David Freddoso rails against the lack of competition in the ACA:
Obama made one promise you may not remember – an implicit promise – while speaking before Congress in September 2009.
He decried the fact that “in 34 states, 75 percent of the insurance market is controlled by five or fewer companies. In Alabama, almost 90 percent is controlled by just one company. And without competition, the price of insurance goes up and quality goes down.”
He was clearly implying that his health care reform law would improve this situation.

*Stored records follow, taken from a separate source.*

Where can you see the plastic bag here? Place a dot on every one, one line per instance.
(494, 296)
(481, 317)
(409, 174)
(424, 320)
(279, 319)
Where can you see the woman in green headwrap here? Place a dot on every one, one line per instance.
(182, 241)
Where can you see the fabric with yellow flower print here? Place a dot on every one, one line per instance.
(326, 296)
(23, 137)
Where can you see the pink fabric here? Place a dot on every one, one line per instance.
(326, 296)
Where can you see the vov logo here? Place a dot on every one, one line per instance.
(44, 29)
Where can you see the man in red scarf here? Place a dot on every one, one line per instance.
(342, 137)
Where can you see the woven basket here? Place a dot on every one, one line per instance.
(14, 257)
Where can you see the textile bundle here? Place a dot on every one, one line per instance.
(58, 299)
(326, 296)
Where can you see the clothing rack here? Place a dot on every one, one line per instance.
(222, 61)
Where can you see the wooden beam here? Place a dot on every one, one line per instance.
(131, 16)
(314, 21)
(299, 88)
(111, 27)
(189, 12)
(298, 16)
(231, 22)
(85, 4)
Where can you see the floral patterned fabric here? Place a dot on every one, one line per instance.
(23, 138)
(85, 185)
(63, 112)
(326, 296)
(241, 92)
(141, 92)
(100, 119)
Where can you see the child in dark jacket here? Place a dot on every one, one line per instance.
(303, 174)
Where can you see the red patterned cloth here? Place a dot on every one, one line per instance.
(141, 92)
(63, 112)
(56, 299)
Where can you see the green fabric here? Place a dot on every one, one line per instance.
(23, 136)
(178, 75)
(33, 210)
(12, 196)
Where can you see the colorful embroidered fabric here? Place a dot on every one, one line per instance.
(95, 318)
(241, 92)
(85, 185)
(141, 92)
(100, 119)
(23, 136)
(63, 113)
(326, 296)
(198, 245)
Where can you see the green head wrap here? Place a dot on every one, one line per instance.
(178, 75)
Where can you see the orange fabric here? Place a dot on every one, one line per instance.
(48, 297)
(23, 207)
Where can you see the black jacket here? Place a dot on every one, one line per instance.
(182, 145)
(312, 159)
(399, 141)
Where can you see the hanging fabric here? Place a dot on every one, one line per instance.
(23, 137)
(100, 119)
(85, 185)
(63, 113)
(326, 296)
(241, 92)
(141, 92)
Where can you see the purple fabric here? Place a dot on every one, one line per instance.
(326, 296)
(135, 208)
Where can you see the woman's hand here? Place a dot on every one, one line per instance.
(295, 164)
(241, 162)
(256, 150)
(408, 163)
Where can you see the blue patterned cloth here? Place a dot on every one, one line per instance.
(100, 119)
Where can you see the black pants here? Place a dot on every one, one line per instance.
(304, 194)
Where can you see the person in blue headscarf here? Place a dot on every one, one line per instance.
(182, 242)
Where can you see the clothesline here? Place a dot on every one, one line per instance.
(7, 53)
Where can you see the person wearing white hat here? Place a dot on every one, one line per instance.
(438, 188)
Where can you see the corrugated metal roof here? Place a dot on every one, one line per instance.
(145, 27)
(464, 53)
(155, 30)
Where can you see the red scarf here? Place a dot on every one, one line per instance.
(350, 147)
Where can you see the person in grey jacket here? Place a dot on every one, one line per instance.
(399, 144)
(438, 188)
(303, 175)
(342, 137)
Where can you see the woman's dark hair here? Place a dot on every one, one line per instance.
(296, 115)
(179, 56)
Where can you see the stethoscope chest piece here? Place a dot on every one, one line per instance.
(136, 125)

Today, we can see whether it has.
He supplies data:
In Obamacare’s first year, consumers in only 313 of the 3,135 U.S. counties will have more than five insurers available through the ACA exchange.

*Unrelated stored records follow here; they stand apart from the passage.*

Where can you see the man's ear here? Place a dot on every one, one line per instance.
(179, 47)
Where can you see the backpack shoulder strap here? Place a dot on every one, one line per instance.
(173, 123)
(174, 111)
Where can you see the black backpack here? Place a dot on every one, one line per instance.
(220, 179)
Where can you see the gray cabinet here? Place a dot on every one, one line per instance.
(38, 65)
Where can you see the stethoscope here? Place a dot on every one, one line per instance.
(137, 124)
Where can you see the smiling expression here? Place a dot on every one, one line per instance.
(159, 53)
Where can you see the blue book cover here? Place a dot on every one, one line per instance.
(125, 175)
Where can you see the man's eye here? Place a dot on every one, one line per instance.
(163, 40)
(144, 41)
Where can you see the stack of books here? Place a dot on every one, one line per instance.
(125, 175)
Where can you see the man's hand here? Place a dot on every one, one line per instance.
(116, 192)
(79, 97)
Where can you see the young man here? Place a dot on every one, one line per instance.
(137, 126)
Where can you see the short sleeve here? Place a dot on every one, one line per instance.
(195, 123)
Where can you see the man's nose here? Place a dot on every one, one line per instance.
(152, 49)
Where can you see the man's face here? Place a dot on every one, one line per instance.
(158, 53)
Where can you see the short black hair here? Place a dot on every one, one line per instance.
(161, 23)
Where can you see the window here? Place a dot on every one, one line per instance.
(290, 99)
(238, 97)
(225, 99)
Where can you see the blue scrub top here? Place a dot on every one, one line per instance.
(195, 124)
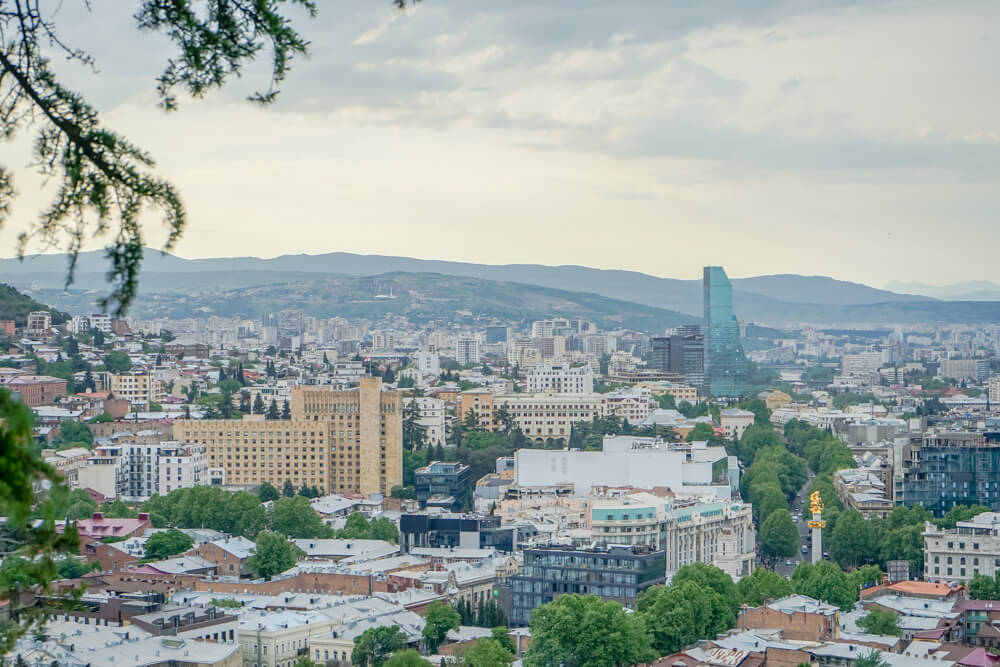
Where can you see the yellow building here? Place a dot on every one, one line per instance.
(338, 441)
(777, 399)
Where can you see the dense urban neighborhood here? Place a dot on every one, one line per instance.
(295, 490)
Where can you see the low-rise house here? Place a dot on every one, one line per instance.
(230, 555)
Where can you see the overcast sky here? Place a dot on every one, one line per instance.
(859, 140)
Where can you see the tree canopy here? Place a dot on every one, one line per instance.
(274, 554)
(586, 631)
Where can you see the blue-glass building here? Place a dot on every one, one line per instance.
(726, 371)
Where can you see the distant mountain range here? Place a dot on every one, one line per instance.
(774, 299)
(977, 290)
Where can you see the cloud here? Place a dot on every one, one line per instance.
(373, 35)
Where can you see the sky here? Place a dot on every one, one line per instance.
(859, 140)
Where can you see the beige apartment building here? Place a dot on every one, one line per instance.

Lest you think this number is used as some kind of trick, note that this does not include such major U.S. cities such as Atlanta, Chicago, Philadelphia, Pittsburgh, Raleigh, Louisville, Indianapolis, Columbus, Kansas City, Saint Louis … well, let’s just say a whole bunch of big and important cities have less than five insurers.
In 78 percent of U.S. counties, customers have a choice between three ACA insurers or fewer. And in 17 percent of U.S. counties – including all counties in New Hampshire and West Virginia – just one insurer has a monopoly on the subsidized exchanges.
In 31 of the 50 states, not a single customer has a choice on the exchange of more than four insurance companies.
In 21 states (including five of the six New England states and five Southern states), no customer has a choice of more than three insurers.
OK, I suppose that sounds bad. Do I wish we had more competition? Sure. Do I wish Obamacare did more to encourage competition? I guess.
But the real question is how much of a change this was from before. Here’s a report from the AMA in 2011:
The AMA’s latest findings regarding competition in the health insurance industry include:
- A significant absence of health insurer competition exists in 83 percent of metropolitan markets studied by the AMA. These markets rated “highly concentrated,” based on the newly revised Horizontal Merger Guidelines issued last year by the U.S. Department of Justice and Federal Trade Commission*.
- In about half of metropolitan markets, at least one health insurer had a commercial market share of 50 percent or more.
- In 24 of the 48 states reported in the new AMA study, the two largest health insurers had a combined commercial market share of 70 percent or more.
- The 10 states with the least competitive commercial health insurance markets, are: 1. Alabama, 2. Alaska, 3. Delaware, 4. Michigan, 5. Hawaii, 6. District of Columbia, 7. Nebraska, 8. North Carolina, 9. Indiana and 10. Maine.
I don’t know what the correct amount of competition should be. But it’s not enough to say that it’s bad now. We had bad competition in “four out of five US insurance markets” before the ACA. This system has been broken for a long, long time.